The title of Zee5’s new Marathi web series Sex Drugs & Theatre is misleading. The focus is neither on coitus nor cannabis, but on something far more contentious: caste politics.
The series is set in a Pune college and follows a theatre group’s attempts to pick up the pieces after its director, a Dalit student and activist, commits suicide. The students also try to figure out what drove Rohit Kolekar to take his life, uncovering discrimination by the college management. There are strong parallels with the suicide of Hyderabad University PhD student Rohith Vemula, and the show was partly inspired by the Dalit scholar’s story, series director Sujay S Dahake told Scroll.in.
The title was a ploy to get youngsters to watch the show, Dahake admitted. “I wanted to make a political series. My inclination has always been towards how politics and cinema can merge,” he said. “But how do I attract the youngsters to this premise? The idea was to bring in the youth showing something chivalrous and then hit them with something serious.”
Sex Drugs & Theatre, starring Shalva Kinjawadekar, Mitali Mayekar, Aadish Vaidya and Suyassh Zunjurke along with Dahake as Rohit, was released on Zee5 on March 5. The series can be streamed in Marathi with subtitles and in a Hindi dubbed version.
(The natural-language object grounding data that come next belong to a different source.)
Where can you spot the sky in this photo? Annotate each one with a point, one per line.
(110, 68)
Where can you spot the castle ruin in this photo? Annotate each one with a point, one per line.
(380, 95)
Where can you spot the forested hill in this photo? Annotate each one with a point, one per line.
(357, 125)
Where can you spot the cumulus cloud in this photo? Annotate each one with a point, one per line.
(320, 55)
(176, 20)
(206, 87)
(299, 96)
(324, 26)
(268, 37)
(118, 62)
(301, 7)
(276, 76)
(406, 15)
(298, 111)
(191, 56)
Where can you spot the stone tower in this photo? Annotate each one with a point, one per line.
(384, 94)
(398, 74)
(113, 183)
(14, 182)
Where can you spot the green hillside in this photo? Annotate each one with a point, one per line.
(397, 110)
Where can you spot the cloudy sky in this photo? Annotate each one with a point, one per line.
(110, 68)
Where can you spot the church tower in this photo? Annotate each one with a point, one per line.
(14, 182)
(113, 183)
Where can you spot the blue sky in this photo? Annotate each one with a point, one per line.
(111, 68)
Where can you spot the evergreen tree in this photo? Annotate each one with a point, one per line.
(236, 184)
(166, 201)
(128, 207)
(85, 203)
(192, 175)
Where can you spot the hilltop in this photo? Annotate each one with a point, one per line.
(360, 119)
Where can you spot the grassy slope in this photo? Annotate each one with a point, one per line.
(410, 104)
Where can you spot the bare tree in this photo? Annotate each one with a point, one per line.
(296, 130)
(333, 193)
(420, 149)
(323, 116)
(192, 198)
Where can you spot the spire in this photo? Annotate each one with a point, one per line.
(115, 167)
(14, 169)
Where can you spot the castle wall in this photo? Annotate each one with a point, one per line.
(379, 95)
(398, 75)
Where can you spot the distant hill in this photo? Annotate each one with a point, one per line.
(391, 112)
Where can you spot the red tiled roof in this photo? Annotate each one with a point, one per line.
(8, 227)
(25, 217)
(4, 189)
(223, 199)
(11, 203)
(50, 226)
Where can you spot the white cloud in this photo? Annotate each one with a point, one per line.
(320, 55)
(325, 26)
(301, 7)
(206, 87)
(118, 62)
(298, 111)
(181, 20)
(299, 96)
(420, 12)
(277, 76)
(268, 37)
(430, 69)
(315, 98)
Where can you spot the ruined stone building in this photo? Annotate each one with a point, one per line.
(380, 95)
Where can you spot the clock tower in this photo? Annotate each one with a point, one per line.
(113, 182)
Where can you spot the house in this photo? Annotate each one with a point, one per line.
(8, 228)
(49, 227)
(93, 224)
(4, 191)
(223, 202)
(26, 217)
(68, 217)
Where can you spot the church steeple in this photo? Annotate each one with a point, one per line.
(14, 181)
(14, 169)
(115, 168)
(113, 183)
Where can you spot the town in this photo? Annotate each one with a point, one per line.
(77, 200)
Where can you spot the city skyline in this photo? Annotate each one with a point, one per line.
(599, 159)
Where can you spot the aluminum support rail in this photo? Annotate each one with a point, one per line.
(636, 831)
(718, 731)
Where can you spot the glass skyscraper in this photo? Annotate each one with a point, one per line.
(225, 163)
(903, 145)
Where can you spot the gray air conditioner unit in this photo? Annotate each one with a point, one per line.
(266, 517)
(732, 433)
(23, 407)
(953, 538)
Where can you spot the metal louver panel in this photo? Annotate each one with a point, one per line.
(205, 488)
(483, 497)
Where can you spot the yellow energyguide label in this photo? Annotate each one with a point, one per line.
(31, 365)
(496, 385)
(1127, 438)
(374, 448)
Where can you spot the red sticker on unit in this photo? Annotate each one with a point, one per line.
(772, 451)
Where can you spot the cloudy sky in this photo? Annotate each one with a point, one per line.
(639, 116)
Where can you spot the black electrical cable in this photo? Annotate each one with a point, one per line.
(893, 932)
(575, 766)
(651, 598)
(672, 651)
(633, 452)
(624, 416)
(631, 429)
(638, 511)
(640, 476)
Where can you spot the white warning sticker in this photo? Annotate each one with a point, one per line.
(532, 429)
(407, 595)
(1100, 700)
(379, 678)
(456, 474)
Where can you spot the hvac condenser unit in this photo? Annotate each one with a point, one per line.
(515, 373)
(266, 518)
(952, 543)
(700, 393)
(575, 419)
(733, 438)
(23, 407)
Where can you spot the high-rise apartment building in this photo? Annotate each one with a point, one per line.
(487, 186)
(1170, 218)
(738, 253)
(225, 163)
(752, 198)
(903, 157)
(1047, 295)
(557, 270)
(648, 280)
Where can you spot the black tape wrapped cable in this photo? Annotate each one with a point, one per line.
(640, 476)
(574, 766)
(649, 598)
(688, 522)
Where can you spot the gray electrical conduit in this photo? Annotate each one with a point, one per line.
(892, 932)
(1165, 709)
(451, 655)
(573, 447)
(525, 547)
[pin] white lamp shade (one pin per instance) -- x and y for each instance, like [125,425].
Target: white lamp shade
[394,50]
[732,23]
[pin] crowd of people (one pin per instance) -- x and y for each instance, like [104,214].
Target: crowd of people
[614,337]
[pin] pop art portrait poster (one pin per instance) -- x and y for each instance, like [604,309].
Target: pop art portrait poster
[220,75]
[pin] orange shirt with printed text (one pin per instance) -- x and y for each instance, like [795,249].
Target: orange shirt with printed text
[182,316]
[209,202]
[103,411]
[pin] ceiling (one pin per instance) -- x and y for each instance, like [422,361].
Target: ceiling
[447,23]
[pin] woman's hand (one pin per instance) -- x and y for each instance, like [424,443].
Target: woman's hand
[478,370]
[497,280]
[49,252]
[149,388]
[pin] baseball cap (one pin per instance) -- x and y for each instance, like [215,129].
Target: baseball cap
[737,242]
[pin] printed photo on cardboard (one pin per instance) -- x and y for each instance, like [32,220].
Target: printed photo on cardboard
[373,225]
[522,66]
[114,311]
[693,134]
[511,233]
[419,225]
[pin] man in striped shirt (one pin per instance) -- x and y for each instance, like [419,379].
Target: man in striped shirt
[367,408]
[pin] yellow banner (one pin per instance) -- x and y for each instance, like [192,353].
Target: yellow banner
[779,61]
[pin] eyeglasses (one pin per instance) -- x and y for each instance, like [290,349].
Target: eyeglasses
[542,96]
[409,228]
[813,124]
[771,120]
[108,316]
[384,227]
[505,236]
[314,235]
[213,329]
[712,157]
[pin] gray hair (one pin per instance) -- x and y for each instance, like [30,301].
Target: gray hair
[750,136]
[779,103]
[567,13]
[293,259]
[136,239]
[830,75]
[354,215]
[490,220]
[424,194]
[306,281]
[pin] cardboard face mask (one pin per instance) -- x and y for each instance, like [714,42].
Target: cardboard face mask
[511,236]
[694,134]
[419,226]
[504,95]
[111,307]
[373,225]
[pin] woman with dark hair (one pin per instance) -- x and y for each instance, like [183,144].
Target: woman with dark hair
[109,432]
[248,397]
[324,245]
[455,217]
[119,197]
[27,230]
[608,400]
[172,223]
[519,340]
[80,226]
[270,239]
Dahake’s credits include the National Film Award-winning Shala (2012), a story of young love set against the backdrop of the Emergency, Ajoba (2014), which explores wildlife conservation through a leopard’s journey, and Phuntroo (2016), about a science student who invents a girlfriend through artificial intelligence.
Dahake conceptualised the web series in 2014, but reworked the idea to include caste-based discrimination after reading about Vemula’s suicide. The Dalit scholar, a member of the Ambedkar Students’ Association, killed himself on January 17, 2016, shortly after he was expelled from his hostel following an altercation with members of the Akhil Bharatiya Vidyarthi Parishad. The case received widespread media attention, sparked protests in universities across the country and drew attention to systemic discrimination in educational institutes. The ruling Bharatiya Janata Party countered these allegations with a combination of stonewalling and obfuscation, claiming that Vemula was not a Dalit.
The series tries to imagine what the student must have gone through in his last days, Dahake said. “There have been cases even before, even during the Congress regime, so we tried to bring out all these cases to make a single thread of what our Rohit can be,” Dahake said.
Sex Drugs & Theatre transports the premise to Pune, and interprets how caste dynamics would play out in a college theatre setting. “When I saw all my friends from various college staging plays, I noticed that the directors, actors and actresses are mainly from the Brahminical society,” Dahake said. “A Dalit would get a role of a passerby or something. In Pune particular, the Brahmin-Dalit disparity is a lot.”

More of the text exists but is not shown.